During the French Revolution, the abbey was destroyed and the nuns driven out. A local resident, Jean-Jacques Gasnier-Guy, acquired the site, including the cloisters of the abbey and the surrounding park, in the mid-19th century. He commissioned the current building, which was designed in the neoclassical style, built in brick with a cement render and was completed in around 1850. The new building incorporated the cloisters of the old abbey. The original design involved a main frontage of eight bays facing southwest onto the park. The central section of two bays was four storeys high, while the wings of three bays each were two storeys high. There was a segmental headed doorway in the second bay on the left, while the other bays were fenestrated with casement windows. At roof level, there was a pediment above the central section. The building passed to Jean-Jacques's son, Philippe Ambroise Gasnier-Guy, in 1872, and then to Philippe's widow, Jeanne Louise Estelle Koller in 1888. After Estelle's death in 1936, the town council acquired the building in 1937. It was then converted for municipal use and was officially re-opened by Fouchard on 1 April 1938.

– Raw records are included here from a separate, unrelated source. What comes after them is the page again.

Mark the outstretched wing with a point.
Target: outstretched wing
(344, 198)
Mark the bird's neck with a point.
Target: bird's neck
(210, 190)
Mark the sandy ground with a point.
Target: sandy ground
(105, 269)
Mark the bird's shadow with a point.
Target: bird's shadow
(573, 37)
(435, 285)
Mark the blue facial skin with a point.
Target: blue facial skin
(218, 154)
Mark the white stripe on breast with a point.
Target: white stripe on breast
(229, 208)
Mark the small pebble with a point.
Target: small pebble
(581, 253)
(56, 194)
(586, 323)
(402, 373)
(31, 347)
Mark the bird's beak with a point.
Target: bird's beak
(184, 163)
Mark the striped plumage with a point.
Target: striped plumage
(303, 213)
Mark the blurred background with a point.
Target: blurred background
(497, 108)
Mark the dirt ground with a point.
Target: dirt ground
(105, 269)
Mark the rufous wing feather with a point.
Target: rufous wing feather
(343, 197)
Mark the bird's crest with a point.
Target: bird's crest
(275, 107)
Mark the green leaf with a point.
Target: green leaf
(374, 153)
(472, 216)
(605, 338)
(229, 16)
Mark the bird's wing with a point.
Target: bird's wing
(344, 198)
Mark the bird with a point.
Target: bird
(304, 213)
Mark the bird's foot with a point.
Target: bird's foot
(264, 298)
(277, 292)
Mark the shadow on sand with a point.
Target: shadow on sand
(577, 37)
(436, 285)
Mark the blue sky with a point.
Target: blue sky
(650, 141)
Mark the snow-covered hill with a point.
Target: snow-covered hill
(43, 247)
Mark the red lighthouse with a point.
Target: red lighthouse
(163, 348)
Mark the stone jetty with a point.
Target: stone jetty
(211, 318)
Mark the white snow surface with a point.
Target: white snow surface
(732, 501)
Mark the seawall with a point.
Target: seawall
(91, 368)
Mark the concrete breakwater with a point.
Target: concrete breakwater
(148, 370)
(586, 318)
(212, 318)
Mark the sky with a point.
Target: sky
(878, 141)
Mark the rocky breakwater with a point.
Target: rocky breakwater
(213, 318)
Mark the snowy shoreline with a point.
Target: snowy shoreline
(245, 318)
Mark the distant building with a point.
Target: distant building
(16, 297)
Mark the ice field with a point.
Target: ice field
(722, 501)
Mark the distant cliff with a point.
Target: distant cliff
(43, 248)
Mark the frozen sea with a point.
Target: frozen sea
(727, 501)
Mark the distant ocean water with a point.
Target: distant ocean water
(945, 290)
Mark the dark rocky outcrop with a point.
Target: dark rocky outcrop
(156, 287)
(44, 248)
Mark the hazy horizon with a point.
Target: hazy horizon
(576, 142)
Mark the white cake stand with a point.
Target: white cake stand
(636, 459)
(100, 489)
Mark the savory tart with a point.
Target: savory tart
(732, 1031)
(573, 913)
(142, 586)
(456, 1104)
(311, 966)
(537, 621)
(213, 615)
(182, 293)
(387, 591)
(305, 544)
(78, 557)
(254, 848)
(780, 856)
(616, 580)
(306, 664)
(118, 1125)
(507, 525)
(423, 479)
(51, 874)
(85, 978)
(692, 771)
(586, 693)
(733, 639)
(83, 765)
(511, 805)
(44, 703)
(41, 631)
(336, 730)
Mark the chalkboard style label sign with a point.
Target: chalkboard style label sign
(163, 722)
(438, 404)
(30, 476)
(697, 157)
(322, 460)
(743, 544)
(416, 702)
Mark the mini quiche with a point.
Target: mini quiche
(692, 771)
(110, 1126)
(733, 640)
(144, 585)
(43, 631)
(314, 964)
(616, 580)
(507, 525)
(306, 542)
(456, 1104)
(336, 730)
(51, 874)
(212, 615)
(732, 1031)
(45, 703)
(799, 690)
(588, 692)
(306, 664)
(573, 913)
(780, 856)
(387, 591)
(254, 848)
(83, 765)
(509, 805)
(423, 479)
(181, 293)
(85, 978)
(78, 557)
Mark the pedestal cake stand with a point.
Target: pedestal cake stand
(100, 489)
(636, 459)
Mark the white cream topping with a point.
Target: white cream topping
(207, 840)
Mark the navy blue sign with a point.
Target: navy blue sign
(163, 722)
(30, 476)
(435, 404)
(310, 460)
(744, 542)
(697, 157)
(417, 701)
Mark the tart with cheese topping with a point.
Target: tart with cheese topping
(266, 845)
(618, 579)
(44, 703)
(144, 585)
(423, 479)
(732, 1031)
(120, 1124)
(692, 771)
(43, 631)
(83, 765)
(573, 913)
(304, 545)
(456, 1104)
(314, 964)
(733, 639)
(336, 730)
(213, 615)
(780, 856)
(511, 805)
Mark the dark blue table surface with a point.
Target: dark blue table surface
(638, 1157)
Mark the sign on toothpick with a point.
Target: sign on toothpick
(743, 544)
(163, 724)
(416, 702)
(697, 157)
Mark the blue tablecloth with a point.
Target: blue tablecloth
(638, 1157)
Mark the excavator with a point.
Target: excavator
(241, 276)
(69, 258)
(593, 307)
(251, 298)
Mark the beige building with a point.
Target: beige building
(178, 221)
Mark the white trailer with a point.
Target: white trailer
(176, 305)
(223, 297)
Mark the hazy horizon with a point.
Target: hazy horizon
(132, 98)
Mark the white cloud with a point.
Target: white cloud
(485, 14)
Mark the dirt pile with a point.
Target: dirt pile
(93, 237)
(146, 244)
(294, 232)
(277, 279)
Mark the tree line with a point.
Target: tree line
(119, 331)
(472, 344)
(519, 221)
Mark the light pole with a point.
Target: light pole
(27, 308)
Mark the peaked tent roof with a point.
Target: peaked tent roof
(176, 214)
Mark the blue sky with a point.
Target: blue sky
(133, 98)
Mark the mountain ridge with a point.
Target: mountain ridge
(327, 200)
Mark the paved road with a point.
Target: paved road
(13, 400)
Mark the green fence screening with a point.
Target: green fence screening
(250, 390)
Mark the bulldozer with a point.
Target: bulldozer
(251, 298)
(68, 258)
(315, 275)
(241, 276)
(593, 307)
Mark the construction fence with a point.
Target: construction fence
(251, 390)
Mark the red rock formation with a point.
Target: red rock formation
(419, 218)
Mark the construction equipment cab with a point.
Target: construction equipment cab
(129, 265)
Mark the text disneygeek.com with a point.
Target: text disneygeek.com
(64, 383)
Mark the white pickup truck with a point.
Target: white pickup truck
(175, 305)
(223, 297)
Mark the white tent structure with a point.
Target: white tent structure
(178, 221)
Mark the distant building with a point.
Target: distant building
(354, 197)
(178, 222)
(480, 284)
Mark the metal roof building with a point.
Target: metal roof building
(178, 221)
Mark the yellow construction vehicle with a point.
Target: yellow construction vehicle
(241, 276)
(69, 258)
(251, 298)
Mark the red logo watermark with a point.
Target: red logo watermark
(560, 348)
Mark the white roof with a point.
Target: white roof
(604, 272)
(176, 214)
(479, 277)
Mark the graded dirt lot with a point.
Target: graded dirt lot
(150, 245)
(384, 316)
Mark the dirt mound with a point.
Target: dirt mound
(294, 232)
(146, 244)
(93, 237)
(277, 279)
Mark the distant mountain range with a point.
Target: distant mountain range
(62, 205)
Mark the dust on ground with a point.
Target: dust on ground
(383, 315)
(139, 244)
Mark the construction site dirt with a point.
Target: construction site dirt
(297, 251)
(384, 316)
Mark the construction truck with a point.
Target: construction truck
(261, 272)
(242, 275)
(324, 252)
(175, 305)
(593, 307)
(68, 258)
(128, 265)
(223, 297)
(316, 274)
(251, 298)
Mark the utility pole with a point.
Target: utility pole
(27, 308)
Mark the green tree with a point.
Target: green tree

During the Paris insurrection, part of the Second World War, the French Forces of the Interior seized the town hall on 23 August 1944. However, after two days of fighting, German troops recaptured the building. They then arrested 25 local people at random, and lined up 14 of them against the wall of the town hall and shot them. They also blew up the central section of the town hall, using dynamite, before departing. The central section of the town hall was subsequently rebuilt but with three storeys instead of four. A plaque was also installed on the façade of the building to commemorate the lives of the 14 local people shot at the town hall, the 14 local people shot in the Bois de Boulogne massacre and 19 other local people who were killed by German forces in various other places.

Meanwhile, the old town hall, which had been converted into a police station in 1938, became the Alfred Bonno Museum in 1950. Two wings were added to the rear of the new town hall, along the axis of the original abbey buildings, in the 1990s.